Our favorite standards body is the IETF because of the emphasis on de facto working interoperability, and the core principle that the people who have to suffer the consequences of a standard (aka software developers and network engineers) get to define, socialize and popularize it. Our observation is that semi-closed, vendor driven, or simply inappropriately staffed standards initiatives are suboptimal. In the interest of not hurting feelings, we will not mention specific names, although it rhymes with Schmibre Schmannel.

In the cloud standards space, we like the cut of the Open Cloud Computing Consortium so far — although its support list is sparse.

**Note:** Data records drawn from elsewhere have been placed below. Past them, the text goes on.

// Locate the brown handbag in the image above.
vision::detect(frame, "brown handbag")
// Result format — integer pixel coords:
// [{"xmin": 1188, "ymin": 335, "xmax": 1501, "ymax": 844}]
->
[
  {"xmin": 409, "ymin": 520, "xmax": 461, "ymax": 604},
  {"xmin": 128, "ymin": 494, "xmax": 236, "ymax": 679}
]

  1. Engine Yard is committed to open source and open standards. How you write your applications and what services you choose to use should not put you in a box in terms of your freedom of choice for un-related services. Writing applications that use proprietary cloud provider API’s is basically a return to the mainframe; you had to buy your hardware and software bundled together, and commit to purchasing maintenance, support and upgrades on that infrastructure until the last user of that application retired or died. API lockin is the oldest game in the software strategy playbook, and most LAMP software developers are justifiably leery of depending on services with high lock-in like BigTable, SQS or SimpleDB.

  2. If we had written the Open Cloud Manifesto, we would have put different emphasis on different areas of the document, and worded things a bit differently, but it’s a good place to start. For example, we think that security, and governance are minor, not major issues. We also think that standard metering and monitoring formats are nice to haves—particularly since SNMP already provides a well-baked (if much abused) monitoring standard.

In addition, we agree that “cloud providers must use and adopt existing standards wherever appropriate,” but we’d probably argue that many of the existing standards are not appropriate. In particular, a lot of WS* standards should probably be sealed in concrete and stored in Yucca mountain for the preservation of public safety, in favor of RESTful approaches.